In the region of the first torsional band, several hot bands are observed, ν₁₅→2ν₁₅, ν₁₅→3ν₁₅, ν₁₅→4ν₁₅ [36, 37]. In order to analyze these hot bands, it is essential to have the precise knowledge on rovibrational energies of the first torsional state. The effective parameters obtained from the final fit of ν₁₅ will be used for calculations of rovibrational energies to facilitate the analysis of the hot bands. Without this information, the Lower State Combination Differences could not confirm the assignment of the hot bands originating from the first torsional state.

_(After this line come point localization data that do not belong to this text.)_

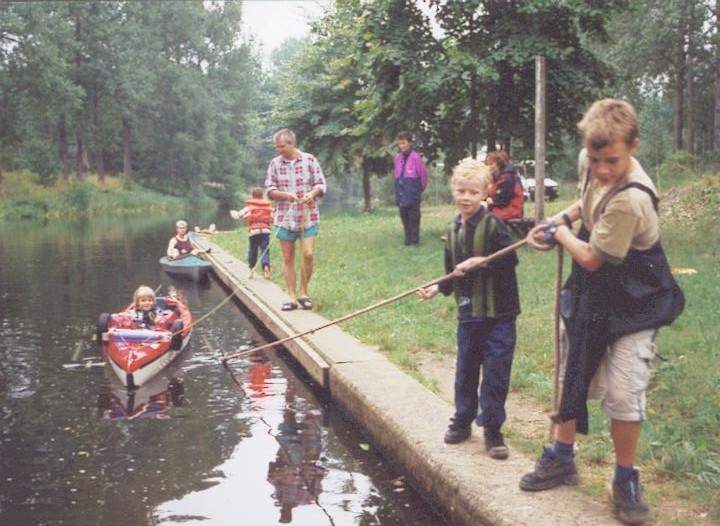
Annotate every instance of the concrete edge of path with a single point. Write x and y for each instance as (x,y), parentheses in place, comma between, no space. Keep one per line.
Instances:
(407,421)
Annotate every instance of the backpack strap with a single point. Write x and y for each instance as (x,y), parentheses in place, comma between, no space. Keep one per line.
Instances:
(639,186)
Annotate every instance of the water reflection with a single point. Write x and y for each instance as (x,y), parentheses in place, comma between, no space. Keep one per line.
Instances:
(295,473)
(152,400)
(189,447)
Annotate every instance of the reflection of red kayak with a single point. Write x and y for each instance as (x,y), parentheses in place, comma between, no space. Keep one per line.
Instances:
(138,354)
(152,400)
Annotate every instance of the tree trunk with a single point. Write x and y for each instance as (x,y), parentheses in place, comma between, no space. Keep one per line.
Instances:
(79,154)
(679,110)
(716,123)
(679,88)
(62,147)
(99,159)
(127,133)
(366,186)
(78,121)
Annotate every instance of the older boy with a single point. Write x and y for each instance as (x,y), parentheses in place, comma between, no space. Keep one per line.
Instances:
(621,292)
(295,180)
(488,304)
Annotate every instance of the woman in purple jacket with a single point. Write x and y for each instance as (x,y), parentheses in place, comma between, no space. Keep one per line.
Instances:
(410,181)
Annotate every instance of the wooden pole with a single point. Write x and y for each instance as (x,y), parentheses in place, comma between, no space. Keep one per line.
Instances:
(539,139)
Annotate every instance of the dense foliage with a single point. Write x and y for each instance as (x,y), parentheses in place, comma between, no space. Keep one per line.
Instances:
(172,94)
(164,92)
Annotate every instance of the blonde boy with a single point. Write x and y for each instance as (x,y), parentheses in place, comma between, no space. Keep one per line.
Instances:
(621,292)
(488,304)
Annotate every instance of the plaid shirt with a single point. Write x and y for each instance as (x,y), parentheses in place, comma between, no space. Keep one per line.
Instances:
(298,177)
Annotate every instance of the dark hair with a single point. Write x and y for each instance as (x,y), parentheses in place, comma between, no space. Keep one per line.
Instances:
(499,157)
(404,135)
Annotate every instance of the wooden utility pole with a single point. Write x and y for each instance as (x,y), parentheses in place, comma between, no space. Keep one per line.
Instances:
(539,139)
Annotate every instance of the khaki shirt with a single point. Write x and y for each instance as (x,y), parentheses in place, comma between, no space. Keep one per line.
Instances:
(618,221)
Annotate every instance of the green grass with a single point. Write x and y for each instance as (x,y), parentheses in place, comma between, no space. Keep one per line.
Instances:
(360,260)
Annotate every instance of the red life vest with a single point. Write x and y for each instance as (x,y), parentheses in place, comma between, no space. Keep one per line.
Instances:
(260,214)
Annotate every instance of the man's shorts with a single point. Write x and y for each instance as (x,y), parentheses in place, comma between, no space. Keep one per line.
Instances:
(623,376)
(283,234)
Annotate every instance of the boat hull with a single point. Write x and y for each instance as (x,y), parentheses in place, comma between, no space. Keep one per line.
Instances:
(135,363)
(190,267)
(138,354)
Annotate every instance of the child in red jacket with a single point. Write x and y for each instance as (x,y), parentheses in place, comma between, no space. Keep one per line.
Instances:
(258,214)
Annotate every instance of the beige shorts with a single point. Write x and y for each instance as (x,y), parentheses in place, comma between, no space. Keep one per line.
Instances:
(623,376)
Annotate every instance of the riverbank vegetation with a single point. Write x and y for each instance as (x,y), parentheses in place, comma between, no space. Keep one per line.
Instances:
(361,260)
(22,196)
(175,96)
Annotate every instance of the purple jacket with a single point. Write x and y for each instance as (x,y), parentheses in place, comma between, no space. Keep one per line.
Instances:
(411,178)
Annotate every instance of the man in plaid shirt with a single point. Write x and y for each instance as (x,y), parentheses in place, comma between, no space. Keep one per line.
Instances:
(294,180)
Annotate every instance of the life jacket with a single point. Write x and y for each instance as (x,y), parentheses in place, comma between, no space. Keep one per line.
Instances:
(183,247)
(260,214)
(145,319)
(508,207)
(601,306)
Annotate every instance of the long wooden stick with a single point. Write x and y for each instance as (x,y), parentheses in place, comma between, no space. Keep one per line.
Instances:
(492,257)
(554,417)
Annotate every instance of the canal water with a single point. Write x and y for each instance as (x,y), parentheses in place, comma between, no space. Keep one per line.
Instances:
(253,445)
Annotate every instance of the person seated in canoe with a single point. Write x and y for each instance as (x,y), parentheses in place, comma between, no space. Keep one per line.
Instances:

9 Assignment and analysis of the asymmetric CH-stretching state, ν₁₁

As far as assignment of higher frequency vibrational bands of LAV molecules is concerned, it is still a challenge. In that region (near 3000 cm⁻¹) the density of vibrational states is so high that there are many interactions between them, resonances, which hinder identification and assignment. For methylamine, only one of the high frequency bands was studied, i. e. the asymmetric CH stretching band, ν₁₁ (in Table 1 it is denoted as CH₃ d-stretch with its experimental vibrational frequency of 2985 cm⁻¹) [38].

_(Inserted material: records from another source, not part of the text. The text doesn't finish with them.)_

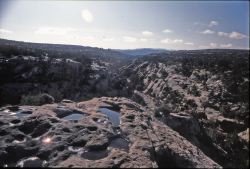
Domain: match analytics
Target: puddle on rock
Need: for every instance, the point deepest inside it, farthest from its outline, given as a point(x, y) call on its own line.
point(74, 116)
point(119, 143)
point(95, 155)
point(74, 149)
point(23, 113)
point(31, 162)
point(113, 116)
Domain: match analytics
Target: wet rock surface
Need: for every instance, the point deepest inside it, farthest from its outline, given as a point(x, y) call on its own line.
point(44, 139)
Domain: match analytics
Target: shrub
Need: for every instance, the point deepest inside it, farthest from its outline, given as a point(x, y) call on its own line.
point(37, 100)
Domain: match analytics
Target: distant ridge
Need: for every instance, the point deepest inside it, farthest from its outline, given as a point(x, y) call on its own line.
point(141, 51)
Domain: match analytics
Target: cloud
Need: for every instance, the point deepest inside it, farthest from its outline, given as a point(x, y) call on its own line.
point(129, 39)
point(54, 30)
point(213, 23)
point(237, 35)
point(108, 39)
point(147, 33)
point(213, 45)
point(87, 15)
point(207, 31)
point(233, 35)
point(226, 45)
point(209, 46)
point(5, 31)
point(167, 31)
point(143, 40)
point(223, 34)
point(170, 41)
point(88, 38)
point(189, 43)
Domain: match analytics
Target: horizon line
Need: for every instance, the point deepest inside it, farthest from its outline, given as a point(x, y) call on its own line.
point(49, 43)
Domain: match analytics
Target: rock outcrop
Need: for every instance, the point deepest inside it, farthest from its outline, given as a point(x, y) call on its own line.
point(70, 134)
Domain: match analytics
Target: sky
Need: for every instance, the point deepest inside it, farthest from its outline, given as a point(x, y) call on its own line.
point(128, 24)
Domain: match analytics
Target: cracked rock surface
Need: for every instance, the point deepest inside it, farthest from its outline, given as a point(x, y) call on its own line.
point(70, 134)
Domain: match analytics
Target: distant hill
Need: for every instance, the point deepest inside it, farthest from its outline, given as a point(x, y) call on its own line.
point(59, 50)
point(141, 51)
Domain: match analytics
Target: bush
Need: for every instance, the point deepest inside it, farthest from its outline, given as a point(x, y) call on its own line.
point(163, 109)
point(37, 100)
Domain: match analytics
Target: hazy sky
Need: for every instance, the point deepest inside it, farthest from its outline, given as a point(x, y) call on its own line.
point(128, 24)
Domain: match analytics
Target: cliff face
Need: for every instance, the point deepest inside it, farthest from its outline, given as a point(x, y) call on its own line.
point(202, 97)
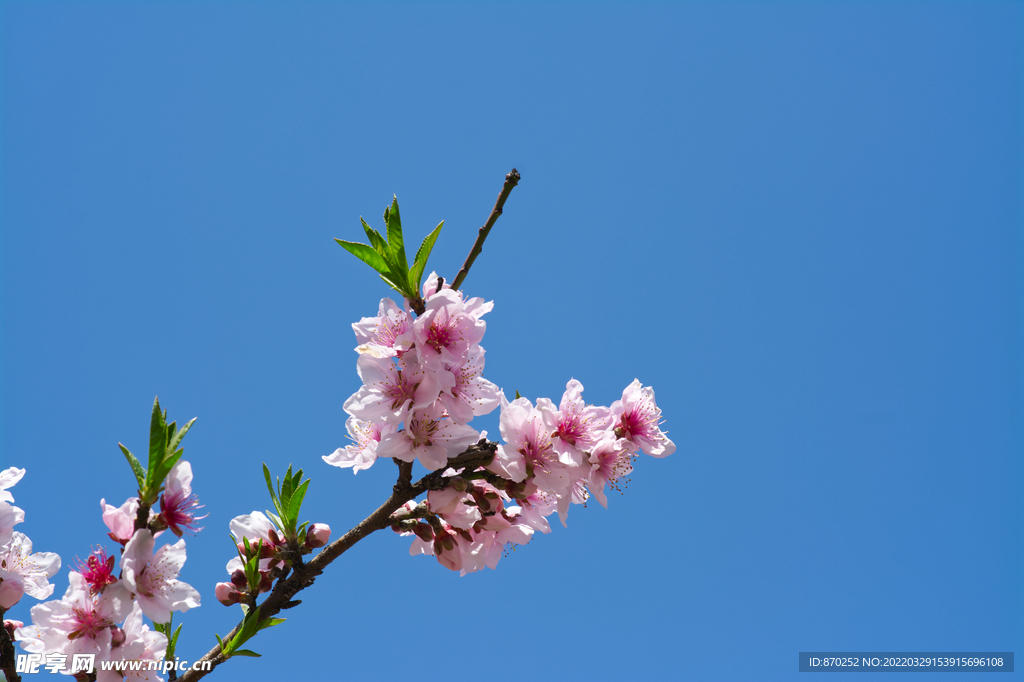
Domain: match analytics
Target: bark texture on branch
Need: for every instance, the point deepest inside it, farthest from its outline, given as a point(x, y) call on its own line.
point(511, 180)
point(303, 574)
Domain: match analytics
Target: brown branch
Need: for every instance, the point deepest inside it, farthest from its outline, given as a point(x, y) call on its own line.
point(511, 180)
point(7, 658)
point(303, 574)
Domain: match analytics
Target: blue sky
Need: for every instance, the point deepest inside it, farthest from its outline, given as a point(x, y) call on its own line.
point(802, 223)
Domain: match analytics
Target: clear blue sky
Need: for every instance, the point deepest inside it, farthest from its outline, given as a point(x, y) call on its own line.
point(802, 223)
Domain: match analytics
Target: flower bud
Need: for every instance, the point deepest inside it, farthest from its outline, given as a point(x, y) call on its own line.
point(117, 636)
point(11, 626)
point(317, 536)
point(239, 579)
point(226, 593)
point(265, 583)
point(424, 533)
point(10, 593)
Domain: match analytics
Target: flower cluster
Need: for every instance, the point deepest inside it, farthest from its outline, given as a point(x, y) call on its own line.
point(256, 530)
point(101, 613)
point(422, 384)
point(22, 571)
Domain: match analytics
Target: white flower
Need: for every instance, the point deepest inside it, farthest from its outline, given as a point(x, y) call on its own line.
point(153, 578)
point(22, 571)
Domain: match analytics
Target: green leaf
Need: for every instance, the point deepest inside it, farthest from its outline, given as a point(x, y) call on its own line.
point(394, 239)
point(158, 445)
point(176, 438)
point(376, 240)
point(136, 467)
point(269, 486)
point(174, 642)
point(422, 254)
point(391, 284)
point(368, 255)
point(269, 623)
point(296, 502)
point(166, 467)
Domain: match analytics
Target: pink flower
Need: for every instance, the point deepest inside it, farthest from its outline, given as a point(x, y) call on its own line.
point(637, 419)
point(577, 426)
point(451, 505)
point(390, 390)
point(97, 570)
point(121, 520)
point(524, 430)
point(610, 461)
point(255, 526)
point(449, 328)
point(363, 453)
point(139, 643)
point(153, 578)
point(317, 535)
point(9, 514)
point(177, 504)
point(79, 623)
point(7, 479)
point(472, 394)
point(387, 335)
point(22, 571)
point(9, 517)
point(429, 437)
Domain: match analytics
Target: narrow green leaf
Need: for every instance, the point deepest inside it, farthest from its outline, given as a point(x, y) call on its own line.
point(422, 254)
point(165, 469)
point(376, 241)
point(394, 239)
point(367, 254)
point(269, 623)
point(180, 434)
point(158, 443)
point(296, 504)
point(136, 467)
point(174, 642)
point(269, 486)
point(286, 491)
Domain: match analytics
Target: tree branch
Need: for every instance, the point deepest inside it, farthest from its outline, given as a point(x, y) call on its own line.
point(7, 652)
point(303, 574)
point(511, 180)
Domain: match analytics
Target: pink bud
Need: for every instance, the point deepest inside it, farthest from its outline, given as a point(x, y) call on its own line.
point(239, 579)
point(226, 594)
point(317, 536)
point(117, 636)
point(11, 626)
point(265, 583)
point(424, 531)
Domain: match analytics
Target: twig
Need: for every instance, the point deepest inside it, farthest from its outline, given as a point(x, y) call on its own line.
point(7, 652)
point(511, 180)
point(282, 596)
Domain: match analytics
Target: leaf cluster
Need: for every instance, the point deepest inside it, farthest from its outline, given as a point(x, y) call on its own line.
point(164, 454)
point(287, 503)
point(251, 625)
point(388, 256)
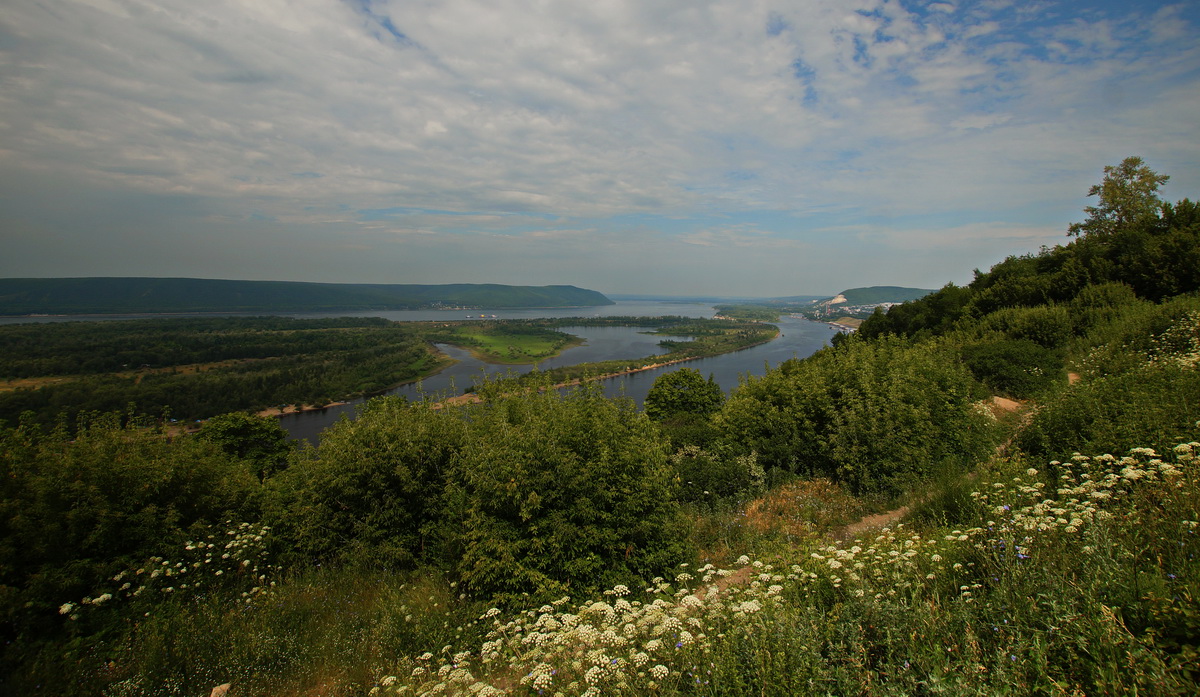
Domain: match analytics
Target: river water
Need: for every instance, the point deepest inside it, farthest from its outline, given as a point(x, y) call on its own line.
point(798, 338)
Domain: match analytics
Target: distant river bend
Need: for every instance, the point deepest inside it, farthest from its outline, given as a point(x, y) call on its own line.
point(798, 338)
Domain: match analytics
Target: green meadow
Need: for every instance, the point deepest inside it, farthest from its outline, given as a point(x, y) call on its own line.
point(993, 490)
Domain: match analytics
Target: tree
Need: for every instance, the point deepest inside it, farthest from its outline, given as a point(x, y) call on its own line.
point(1128, 193)
point(683, 391)
point(263, 443)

The high-resolution infrared spectrum of methylamine in the CH stretching fundamental band region was recorded using slit-jet direct absorption spectroscopy with the resolution of 0.0025 cm⁻¹ [38]. The region covered by the ν₁₁ band ranges from 2965 to 3005 cm⁻¹. The transition dipole moment of the ν₁₁ band moves along the b-rotational axis, thus the rules for the b-type transitions are as follows: ΔK = ±1 and ΔJ = 0, ±1. The spectrum in this region was difficult to assign since apart from the complexity caused by torsion and inversion tunneling, like in lower frequency vibrations (NH₂ wagging, CN stretching and the torsion), it is strongly perturbed by “dark” states. In the spectrum, there are multiplets of 2 or 3 mixed bright and dark states [38]. Since many perturbations occur in that region, one does not observe the complete series of lines, only fragments of the branches are visible. With help of the deperturbation theory and LSCDs [38], it was possible to assign over 600 lines in the ν₁₁ band. It was found out that in the CH stretching band the torsion-inversion levels appeared in a different order than in the ground state (in the ground state the order of the energy levels tunneling multiplet follows the order: A₁<B₁<E₁<E₂ [39]), which is also the case for other vibrational states, but in the ν₁₁ state, the levels order does not correspond to the observed one. It is so, because in so perturbed region probably not all the dark states were identified and taken into account.

10 Summary

High-resolution IR rovibrational spectra of floppy molecules like methylamine are still, despite the advances in the experimental techniques, very complex to analyze. Each rovibrational analysis requires individual approach, the assignments and studies of LAV molecules spectra cannot be unified. It was seen in preceding chapters describing analyses of the methylamine rovibrational spectra that each spectral region was different and involved diverse problems. It is very important for complex studies to do the assignments in a systematic way. For instance, with a well-determined ground state of methylamine [21, 39], it was possible to perform further analyses (for instance for NH₂ wagging [25, 28], CN stretching [30, 31, 35]). After the successful studies on the first excited torsional state [6, 22, 23], one can gradually move toward the next spectral regions, for instance, the studies of the torsional overtones like the second excited torsional state, 2ν₁₅ [36, 37, 40] then in turn the third excited torsional state, 3ν₁₅, etc. As the next step the analyses of hot bands appearing in these regions should be performed and finally it would be worthwhile going back to resonances in the region of about 1000 cm⁻¹ where the previous fit results were not perfect in spite of some resonances [28, 31].